This code simulates loading a CSV, parsing it and loading it int a pandas dataframe. I would like to parallelize this problem so that it runs faster, but my pool.map implementation is actually slower than the serial implementation.
The csv is read as one big string and first split into lines and then split into values. It is an irregularly formatted csv with recurring headers so I cannot use the pandas read_csv. At least not that I know how.
My idea was to simply read in the file as string, split the long string into four parts (one for each core) and then process each chunk separately in parallel. This it turns out is slower than the serial version.
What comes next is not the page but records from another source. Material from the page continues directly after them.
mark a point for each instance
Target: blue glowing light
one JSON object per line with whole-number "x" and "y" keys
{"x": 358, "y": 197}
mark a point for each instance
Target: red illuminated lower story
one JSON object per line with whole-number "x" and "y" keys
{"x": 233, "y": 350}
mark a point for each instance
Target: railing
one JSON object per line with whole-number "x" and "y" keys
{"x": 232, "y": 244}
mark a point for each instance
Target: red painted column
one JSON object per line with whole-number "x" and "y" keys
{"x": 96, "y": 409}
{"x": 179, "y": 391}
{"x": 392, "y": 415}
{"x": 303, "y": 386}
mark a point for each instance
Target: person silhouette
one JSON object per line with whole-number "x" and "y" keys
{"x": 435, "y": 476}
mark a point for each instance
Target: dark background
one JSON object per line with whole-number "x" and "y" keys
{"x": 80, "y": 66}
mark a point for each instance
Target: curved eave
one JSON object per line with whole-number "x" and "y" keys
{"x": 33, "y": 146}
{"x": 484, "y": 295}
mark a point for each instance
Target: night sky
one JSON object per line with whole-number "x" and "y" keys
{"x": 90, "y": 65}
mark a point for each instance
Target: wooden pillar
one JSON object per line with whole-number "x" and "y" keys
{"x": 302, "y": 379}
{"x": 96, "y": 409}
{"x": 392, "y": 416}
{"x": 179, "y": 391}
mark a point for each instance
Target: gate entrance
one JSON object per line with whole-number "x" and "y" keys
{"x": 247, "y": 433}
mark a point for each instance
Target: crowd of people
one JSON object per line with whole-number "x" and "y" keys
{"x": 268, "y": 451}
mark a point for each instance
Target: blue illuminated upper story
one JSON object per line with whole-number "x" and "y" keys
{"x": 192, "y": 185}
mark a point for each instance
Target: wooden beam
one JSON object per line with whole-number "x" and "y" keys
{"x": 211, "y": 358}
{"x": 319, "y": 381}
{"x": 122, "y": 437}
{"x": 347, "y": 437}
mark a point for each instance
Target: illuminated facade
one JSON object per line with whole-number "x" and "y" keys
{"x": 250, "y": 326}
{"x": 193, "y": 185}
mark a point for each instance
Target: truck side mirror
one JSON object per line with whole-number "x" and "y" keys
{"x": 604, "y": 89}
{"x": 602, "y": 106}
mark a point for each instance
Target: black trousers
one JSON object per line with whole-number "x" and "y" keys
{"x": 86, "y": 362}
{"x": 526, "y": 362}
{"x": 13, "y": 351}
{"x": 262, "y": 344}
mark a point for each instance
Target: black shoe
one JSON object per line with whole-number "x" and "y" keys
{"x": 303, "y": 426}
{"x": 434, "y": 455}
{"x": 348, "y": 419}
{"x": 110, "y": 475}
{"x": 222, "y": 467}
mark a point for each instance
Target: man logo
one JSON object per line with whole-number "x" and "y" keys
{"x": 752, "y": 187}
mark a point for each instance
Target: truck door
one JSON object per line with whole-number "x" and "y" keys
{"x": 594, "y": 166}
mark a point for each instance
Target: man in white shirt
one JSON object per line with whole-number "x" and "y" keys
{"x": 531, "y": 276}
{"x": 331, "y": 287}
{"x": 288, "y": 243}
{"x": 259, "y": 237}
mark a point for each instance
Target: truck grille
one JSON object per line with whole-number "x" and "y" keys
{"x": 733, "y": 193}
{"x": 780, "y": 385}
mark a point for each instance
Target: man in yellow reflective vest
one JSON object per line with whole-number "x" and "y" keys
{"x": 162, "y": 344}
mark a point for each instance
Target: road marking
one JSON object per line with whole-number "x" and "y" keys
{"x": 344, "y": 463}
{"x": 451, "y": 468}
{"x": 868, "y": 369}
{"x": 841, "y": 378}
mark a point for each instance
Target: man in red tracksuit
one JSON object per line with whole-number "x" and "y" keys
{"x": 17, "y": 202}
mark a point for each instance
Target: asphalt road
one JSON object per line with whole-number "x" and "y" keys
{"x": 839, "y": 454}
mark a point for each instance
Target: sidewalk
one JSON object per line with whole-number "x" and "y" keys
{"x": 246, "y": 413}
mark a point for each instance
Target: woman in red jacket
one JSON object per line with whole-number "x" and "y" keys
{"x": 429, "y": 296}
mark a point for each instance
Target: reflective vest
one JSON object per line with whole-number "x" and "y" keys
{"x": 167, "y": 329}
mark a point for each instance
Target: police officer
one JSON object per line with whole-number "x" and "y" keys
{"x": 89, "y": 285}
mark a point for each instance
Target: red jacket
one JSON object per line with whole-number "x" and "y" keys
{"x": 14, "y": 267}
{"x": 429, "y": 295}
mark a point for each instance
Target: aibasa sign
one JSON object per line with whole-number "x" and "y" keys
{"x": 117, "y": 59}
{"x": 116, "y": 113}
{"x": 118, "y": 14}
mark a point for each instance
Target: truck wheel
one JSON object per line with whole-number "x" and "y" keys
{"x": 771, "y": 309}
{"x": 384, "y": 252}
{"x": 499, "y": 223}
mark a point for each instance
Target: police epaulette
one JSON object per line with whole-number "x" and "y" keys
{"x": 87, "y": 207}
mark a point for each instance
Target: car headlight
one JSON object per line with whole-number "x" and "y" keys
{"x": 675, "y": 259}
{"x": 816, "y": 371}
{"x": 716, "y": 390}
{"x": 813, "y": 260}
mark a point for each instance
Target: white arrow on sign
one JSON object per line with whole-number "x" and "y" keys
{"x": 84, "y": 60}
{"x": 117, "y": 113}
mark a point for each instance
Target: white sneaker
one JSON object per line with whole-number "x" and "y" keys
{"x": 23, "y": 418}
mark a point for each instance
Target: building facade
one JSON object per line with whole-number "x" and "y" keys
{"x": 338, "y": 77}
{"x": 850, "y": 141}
from multiprocessing import Pool
import datetime
import pandas as pd
def data_proc(raw):
pre_df_list = list()
for item in (i for i in raw.split('\n') if i and not i.startswith(',')):
if ' ' in item and ',' in item:
key, freq, date_observation = item.split(' ')
date, observation = date_observation.split(',')
pre_df_list.append([key, freq, date, observation])
return pre_df_list
if __name__ == '__main__':
raw = '\n'.join([f'KEY FREQ DATE,{i}' for i in range(15059071)]) # instead of loading csv
start = datetime.datetime.now()
pre_df_list = data_proc(raw)
df = pd.DataFrame(pre_df_list, columns=['KEY','FREQ','DATE','VAL'])
end = datetime.datetime.now()
print(end - start)
pool = Pool(processes=4)
start = datetime.datetime.now()
len(raw.split('\n'))
number_of_tasks = 4
chunk_size = int((len(raw) / number_of_tasks))
beginning = 0
multi_list = list()
for i in range(1,number_of_tasks+1):
multi_list.append(raw[beginning:chunk_size*i])
beginning = chunk_size*i
results = pool.imap(data_proc, multi_list)
# d = results[0]
pool.close()
pool.join()
# I haven'f finished conversion to dataframe since previous part is not working yet
# df = pd.DataFrame(d, columns=['SERIES_KEY','Frequency','OBS_DATE','val'])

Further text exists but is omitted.